Thankfully, there are several perfectly legal tax-saving methods that you can use in your business to reduce your taxable liability. We’ve put together a list of some of the main things that you might consider doing to reduce your taxable income.
Employ Family Members
If you have a relative who’s looking for work, employing them to work for your business can be beneficial for both of you. In fact, hiring a family member is one of the best ways to reduce taxes for your small business.
The Internal Revenue Service (IRS) allows for several options that can shelter some of your income from taxes. You could hire siblings, parents, your spouse or even your kids to work for you.
By hiring family members, business owners are able to pay a lower marginal rate or even completely eliminate the tax on any income paid to their relatives. If you employ your spouse, you may also be able to double your deductible contribution amount using a pension plan.
Curious how much you can save in a defined benefit plan?
You can use Saber Pension’s handy cash balance plan calculator to figure out your deductible contribution and maximize your benefit plan. Check out this cash balance plan calculator here.
Contribute to a Retirement Plan
If your business is turning over a profit, you can shelter income by using a qualified retirement plan that provides you with tax deductions for your contributions or defer tax on earnings on contributions until you start taking money from the plan when you retire.

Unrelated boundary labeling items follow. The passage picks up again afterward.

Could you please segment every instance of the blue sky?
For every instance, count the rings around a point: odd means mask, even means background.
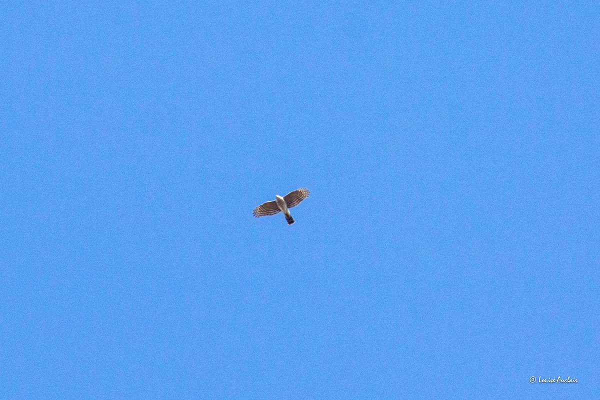
[[[600,395],[598,5],[100,2],[0,6],[0,397]]]

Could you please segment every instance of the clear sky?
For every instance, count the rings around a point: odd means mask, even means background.
[[[599,398],[595,2],[3,2],[0,398]]]

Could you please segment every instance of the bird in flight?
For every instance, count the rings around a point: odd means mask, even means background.
[[[274,200],[262,203],[254,209],[253,213],[258,218],[263,215],[275,215],[281,211],[286,216],[287,224],[292,225],[294,223],[294,219],[292,218],[292,214],[288,209],[300,204],[300,201],[308,197],[309,193],[310,192],[308,189],[301,188],[290,192],[283,197],[278,194],[275,195]]]

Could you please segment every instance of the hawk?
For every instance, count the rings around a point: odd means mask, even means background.
[[[310,192],[305,188],[301,188],[290,192],[283,197],[278,194],[275,195],[275,200],[263,203],[256,208],[253,213],[254,216],[258,218],[263,215],[275,215],[281,211],[286,216],[286,221],[288,225],[294,223],[294,219],[287,209],[295,207],[300,204],[300,201],[308,197]]]

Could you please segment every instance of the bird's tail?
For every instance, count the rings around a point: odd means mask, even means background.
[[[286,215],[286,221],[287,221],[288,225],[292,225],[294,223],[294,219],[292,218],[292,214],[287,213]]]

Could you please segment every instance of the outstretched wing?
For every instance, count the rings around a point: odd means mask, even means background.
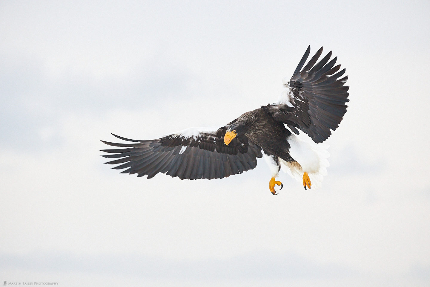
[[[329,62],[331,51],[316,65],[322,47],[302,69],[310,52],[309,46],[291,78],[284,80],[287,89],[280,102],[267,106],[275,120],[296,133],[297,129],[302,130],[318,143],[339,126],[347,111],[349,87],[344,86],[347,76],[339,78],[345,69],[336,73],[341,68],[335,66],[337,57]]]
[[[101,141],[107,145],[125,148],[102,150],[112,154],[102,156],[121,157],[105,163],[122,164],[113,168],[127,169],[121,173],[147,175],[148,179],[159,173],[181,179],[221,179],[253,169],[257,166],[256,158],[262,156],[261,148],[245,136],[236,137],[226,145],[224,138],[227,127],[213,132],[192,128],[151,140],[130,139],[112,134],[134,142]]]

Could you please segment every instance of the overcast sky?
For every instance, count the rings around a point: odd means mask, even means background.
[[[430,285],[427,1],[0,1],[0,282]],[[322,188],[103,164],[276,101],[308,45],[349,76]]]

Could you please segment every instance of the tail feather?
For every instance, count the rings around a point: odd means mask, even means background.
[[[329,166],[327,158],[330,154],[327,144],[316,144],[301,140],[292,135],[288,138],[290,154],[298,164],[292,164],[280,159],[281,169],[301,183],[303,182],[303,173],[307,172],[310,179],[312,189],[321,187],[324,176],[327,175],[327,167]]]

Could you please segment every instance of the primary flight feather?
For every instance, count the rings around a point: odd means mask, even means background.
[[[311,181],[319,184],[326,173],[328,153],[321,143],[338,127],[346,112],[349,87],[344,85],[344,69],[329,61],[329,52],[319,62],[322,47],[305,65],[310,46],[291,78],[284,80],[286,88],[278,102],[248,111],[225,126],[192,128],[150,140],[130,139],[114,135],[131,143],[104,143],[123,148],[102,150],[105,157],[117,159],[110,164],[122,173],[153,177],[159,173],[181,179],[220,179],[242,173],[257,166],[257,158],[264,156],[272,172],[269,190],[277,193],[276,180],[282,168],[302,182],[305,189]],[[292,133],[298,130],[315,143],[300,140]]]

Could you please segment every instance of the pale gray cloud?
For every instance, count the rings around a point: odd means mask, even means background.
[[[428,285],[429,8],[0,2],[0,277]],[[309,44],[332,50],[350,76],[321,189],[282,174],[273,197],[261,160],[211,181],[102,164],[109,133],[154,138],[275,102]]]

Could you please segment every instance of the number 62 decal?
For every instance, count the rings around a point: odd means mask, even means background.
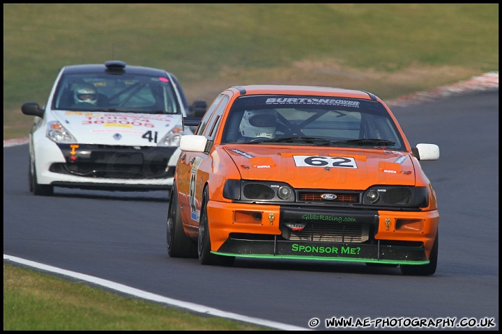
[[[294,155],[296,167],[340,167],[357,168],[356,160],[349,157],[319,157],[317,155]]]

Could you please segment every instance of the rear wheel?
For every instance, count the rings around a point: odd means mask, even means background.
[[[197,257],[195,244],[183,228],[176,184],[169,195],[167,228],[167,254],[171,257]]]
[[[29,189],[33,195],[40,196],[52,196],[54,195],[54,186],[51,184],[39,184],[36,177],[36,168],[34,161],[30,157],[29,170],[28,174]]]
[[[439,244],[439,234],[436,233],[436,239],[434,239],[431,254],[429,257],[429,264],[420,266],[414,266],[411,264],[401,264],[401,273],[403,275],[413,275],[418,276],[427,276],[433,275],[436,272],[437,267],[438,248]]]
[[[232,266],[235,260],[233,256],[217,255],[211,253],[211,239],[208,224],[207,203],[209,193],[207,188],[204,189],[201,207],[200,221],[199,223],[199,237],[197,248],[199,261],[201,264],[216,264],[221,266]]]

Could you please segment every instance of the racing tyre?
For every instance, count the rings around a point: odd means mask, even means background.
[[[207,188],[206,188],[202,196],[202,206],[201,207],[200,221],[199,223],[199,237],[197,238],[199,261],[201,264],[232,266],[235,260],[234,257],[217,255],[211,253],[211,239],[209,238],[207,216],[208,198],[209,193]]]
[[[167,228],[167,254],[171,257],[197,257],[195,244],[183,228],[176,184],[169,195]]]
[[[429,258],[429,264],[422,266],[414,266],[411,264],[401,264],[401,273],[403,275],[413,275],[417,276],[427,276],[433,275],[436,272],[437,267],[438,248],[439,243],[439,233],[436,233],[431,255]]]
[[[30,157],[30,166],[28,173],[29,190],[33,195],[38,196],[52,196],[54,195],[54,186],[51,184],[39,184],[36,178],[36,168],[35,164]]]

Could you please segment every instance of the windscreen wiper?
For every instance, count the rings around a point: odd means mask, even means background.
[[[330,146],[393,146],[395,145],[395,142],[388,141],[387,139],[377,138],[361,138],[361,139],[349,139],[348,141],[333,141],[324,144],[319,144],[322,146],[328,145]]]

In addition, you can also save on taxes by providing any employees that you have with their own retirement plans through your company, along with gaining employee loyalty.
Structure Your Business Correctly
The business structure is the most commonly overlooked aspect of running a company when it comes to tax planning. Many businesses that start out small will fail to change the business structure when it is necessary.
For example, you may be set up as an LLC or an S corporation if you run a company in which the income passes through to you, even though you may be able to gain more tax advantages by changing the structure to a C corporation where the first $50,000 of any income you make is only taxed at 15% rather than 35%.
When the end of the year is coming around, there are a few steps that you can take in order to put off income into the next tax year which can increase your deductions in the current tax year.
For example, sending your bills out a few days later than usual during the last month of the tax year means that you will be paid in the next tax year and will be able to defer the income rather than having to declare it immediately. Similarly, you can also pay any bills due in January in December instead, allowing you to take those deductions during the current tax year.
Add to Employee Benefits
Compensating your employees for their efforts is important for fostering loyalty and dedication, but rather than offering raises, consider adding to employee benefits packages instead.
For example, increasing your employer contributions to health insurance costs rather than giving the employees the same amount in their wages means that you can avoid paying a number of taxes such as FICA tax, income tax, and Medicare tax.
Use an Accountable Plan
If your business reimburses employees for travel, tools, or other costs, consider doing this with a plan that meets IRS requirements, known as an accountable plan.
These plans allow the business to deduct the expenses without reporting the reimbursements as income to employees, which can potentially save the company money on employment taxes and lower the overall amount of taxable income.
In addition, providing an accountable plan to your employees will also help them save money on their own taxes since employees are no longer able to deduct unreimbursed employee expenses.
Hire a Professional
Finally, working with a good accountant will ensure that your business is making the best tax decisions. If you are not skilled in this aspect of the business, it is easy to overlook small yet very costly mistakes.
A good accountant will be able to provide you with tailored advice for reducing your business’s tax bill and taking the right strategies to keep tax costs low for both the company and your employees.
Don’t let taxes be the biggest source of your stress as a small business owner; keep these tips in mind and ensure that you are not paying more than you need to be.